Carbohydrate rich foods are kind of divided into two types, sweet or starchy foods.
Obvious things like sugar, honey, syrup, jam, cakes and biscuits, sweets, fruit juice, smoothies and fruit itself to a lesser extent. Most of us following a low carb way of eating limit our fruit intake to a small portion of berries as our daily intake most of the time, berries being the lowest carb fruits. Thankfully rasps are my favourite fruit and one of the best for this. Bananas at the other end of the scale and grapes are some of the highest carb fruits, so best restricted to an occasional treat and portion size kept low, so for me maybe just half a banana one day and the other half the next a few times a year or maybe just 4-6 grapes once in a while.
Starchy carbs are anything made from grains or grain products like flour, so bread, breakfast cereals, pasta, couscous, rice, porridge, pastry, batter dumplings etc as well as potatoes, including sweet potatoes and parsnips and carrots and beets to a lesser extent.
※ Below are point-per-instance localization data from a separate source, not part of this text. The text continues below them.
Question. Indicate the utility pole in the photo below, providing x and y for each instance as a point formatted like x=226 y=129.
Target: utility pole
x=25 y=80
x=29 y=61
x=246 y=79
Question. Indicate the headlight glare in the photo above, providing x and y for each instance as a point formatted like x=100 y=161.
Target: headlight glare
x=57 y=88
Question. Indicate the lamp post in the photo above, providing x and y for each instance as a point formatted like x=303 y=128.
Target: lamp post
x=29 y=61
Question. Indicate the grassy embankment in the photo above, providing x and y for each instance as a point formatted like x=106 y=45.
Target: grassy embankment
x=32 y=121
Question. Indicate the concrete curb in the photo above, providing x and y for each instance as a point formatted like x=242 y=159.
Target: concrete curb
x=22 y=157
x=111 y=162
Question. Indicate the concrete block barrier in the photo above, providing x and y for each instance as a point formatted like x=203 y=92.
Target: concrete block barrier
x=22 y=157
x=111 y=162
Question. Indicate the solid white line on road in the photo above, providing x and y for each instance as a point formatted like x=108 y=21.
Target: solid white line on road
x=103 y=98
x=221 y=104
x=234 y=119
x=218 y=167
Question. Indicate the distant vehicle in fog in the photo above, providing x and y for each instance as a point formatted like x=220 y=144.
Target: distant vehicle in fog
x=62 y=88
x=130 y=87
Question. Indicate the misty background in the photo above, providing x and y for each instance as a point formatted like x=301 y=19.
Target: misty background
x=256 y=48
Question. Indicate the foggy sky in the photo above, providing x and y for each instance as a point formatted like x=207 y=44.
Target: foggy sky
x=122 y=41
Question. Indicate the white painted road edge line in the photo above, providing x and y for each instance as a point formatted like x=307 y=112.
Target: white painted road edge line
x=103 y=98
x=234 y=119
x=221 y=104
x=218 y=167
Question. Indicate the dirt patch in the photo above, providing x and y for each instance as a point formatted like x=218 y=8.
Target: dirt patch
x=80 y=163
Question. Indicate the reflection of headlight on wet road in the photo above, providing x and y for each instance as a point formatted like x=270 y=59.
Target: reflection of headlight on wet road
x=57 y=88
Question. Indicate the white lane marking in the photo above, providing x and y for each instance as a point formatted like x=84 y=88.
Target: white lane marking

Not saying you should totally avoid these foods but be aware of portion size and frequency of consumption and substituting with lower carb alternatives will help..... For example, cauliflower can be boiled or steamed, drained well and mashed (with a good dollop of cream cheese and maybe a teaspoon of mustard) to replace mashed potato and works really well with sausages or gammon etc or used to top a cottage/shepherd's/fish pie with a liberal sprinkling of cheese. Cauli can also be grated and used to replace rice. Swede can be roasted instead of potatoes. You can make chips with celeriac instead of spuds. There are low carb bread options but they can be expensive and difficult to source and I found it easier to just not eat it at all
, which took a bit of getting my head around at first, but I am fine with it now. Maybe in your situation, try just one slice of bread but bulk your breakfast out with some scrambled eggs on it. I find berries and mixed seeds and several big dollops of creamy natural Greek yoghurt works well for me as a breakfast or an omelette with whatever filling I fancy, usually including cheese and mushrooms and onions and I have it with a large salad and a dollop of cheese coleslaw. That will usually last me all day and provide slow release energy without producing a spike in blood glucose.
The Freestyle Libre sensor is a small plastic disk which is applied to the back of your arm and can be scanned with a phone to ontain your glucose levels. It samples every few minutes and saves the data so as long as you scan it every 8 hours or less, it will provide you with data for 24hours even whilst you sleep. Of course many of us scan much more frequently than that to see what our levels are doing at any particular moment as well as assessing what it has done over the day and through the night. It is expensive to buy, but Abbott Laboratories who manufacture it, do a free 14 day trial (one sensor) for people who qualify. I am not sure if you would with having RH rather than diabetes but in your situation, I would be inclined to tick to say I had diabetes, as RH can be a prerequisite to developing diabetes and I believe this device would give you a lot of useful information during that 14 day period and help keep you safe. It is certainly worth learning more about so definitely have a look at the information on their website.